It fell to my mother to look after us children -- I had an older sister Malini and a brother, Ramnath. With the sole bread winner of the family gone, my illiterate mother shifted us from Kerala to our maternal uncle's house in Hyderabad for awhile.
Our uncle was fond of us and looked after us well, but my mother did not think it fit to burden him with the responsibility of four additional mouths to feed -- he already had six children of his own to look after. Having come to terms with her lonely status as a single mother, she then shifted us to another relative's home in Nagpur.
Here, my illiterate mother began to work hard to keep heart and soul together. She used to teach young girls music, and took up a job as a maid in the neighbourhood homes, doing menial housework.
Mother would go from house to house in the hot sun, the heat from the ground burning her feet, as she could afford neither chappals nor shoes to wear. She worked night and day, and her pay, by the time the year 1970 rolled around, was a mere Rs 50. But she still wanted all three of us to have a decent education. She would have us borrow books from others and then copy them by hand overnight. In those days, there were no photocopying machines; and if there had been, we wouldn't have been able to afford them. All three of us children were studious, but without my father around to finance our education, it was tough on my mother.

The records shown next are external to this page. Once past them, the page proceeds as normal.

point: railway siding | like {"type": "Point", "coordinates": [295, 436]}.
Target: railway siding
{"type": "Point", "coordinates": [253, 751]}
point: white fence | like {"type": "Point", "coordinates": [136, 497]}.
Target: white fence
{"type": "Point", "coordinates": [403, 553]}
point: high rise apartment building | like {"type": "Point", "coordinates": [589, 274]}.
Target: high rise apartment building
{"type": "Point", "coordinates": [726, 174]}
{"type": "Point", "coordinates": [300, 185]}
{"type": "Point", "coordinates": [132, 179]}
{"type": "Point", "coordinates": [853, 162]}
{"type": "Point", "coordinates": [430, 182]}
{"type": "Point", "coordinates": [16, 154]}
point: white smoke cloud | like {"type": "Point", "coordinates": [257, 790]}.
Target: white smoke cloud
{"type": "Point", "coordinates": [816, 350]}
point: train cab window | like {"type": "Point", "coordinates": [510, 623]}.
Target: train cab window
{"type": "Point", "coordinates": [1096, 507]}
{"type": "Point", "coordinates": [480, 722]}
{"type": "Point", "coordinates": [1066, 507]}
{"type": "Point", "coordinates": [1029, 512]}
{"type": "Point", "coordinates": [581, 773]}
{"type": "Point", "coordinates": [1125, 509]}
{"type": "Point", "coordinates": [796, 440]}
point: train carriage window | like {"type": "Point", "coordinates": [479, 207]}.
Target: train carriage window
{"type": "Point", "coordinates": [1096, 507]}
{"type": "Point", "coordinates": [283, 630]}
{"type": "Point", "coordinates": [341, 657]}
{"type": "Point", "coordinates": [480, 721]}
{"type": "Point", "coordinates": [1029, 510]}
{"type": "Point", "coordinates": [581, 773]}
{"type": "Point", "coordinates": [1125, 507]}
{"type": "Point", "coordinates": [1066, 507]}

In the face of such difficulties, my elder sister Malini passed her HSC examinations, and took up a job in a private organisation. She then married a Telugu boy who worked with RBI. Ramnath was able to complete his HSC and then did a diploma in electrical engineering; he married our cousin, my uncle's daughter.
As for me, I completed my HSC and took up a job in Nagpur itself, but studied alongside. I later married a Maharashtrian boy -- it was my mother's decision that I do so, because she did not have money to offer as dowry as per Hindu customs.
My dear mother passed away in the year 1997, but it is because of her that our family today is well-settled. Malini retired as a senior officer from LIC, but passed away some time ago as well. Her sons, however, are settled in the US and doing very well for themselves. My brother retired as superintendent engineer from MSEB Koradi, and his son is also in the US. As for me, I am a chief executive in a public limited corporation.
We rose from nothing in life, and it is only because of my mother's desire to bring us up well that we did.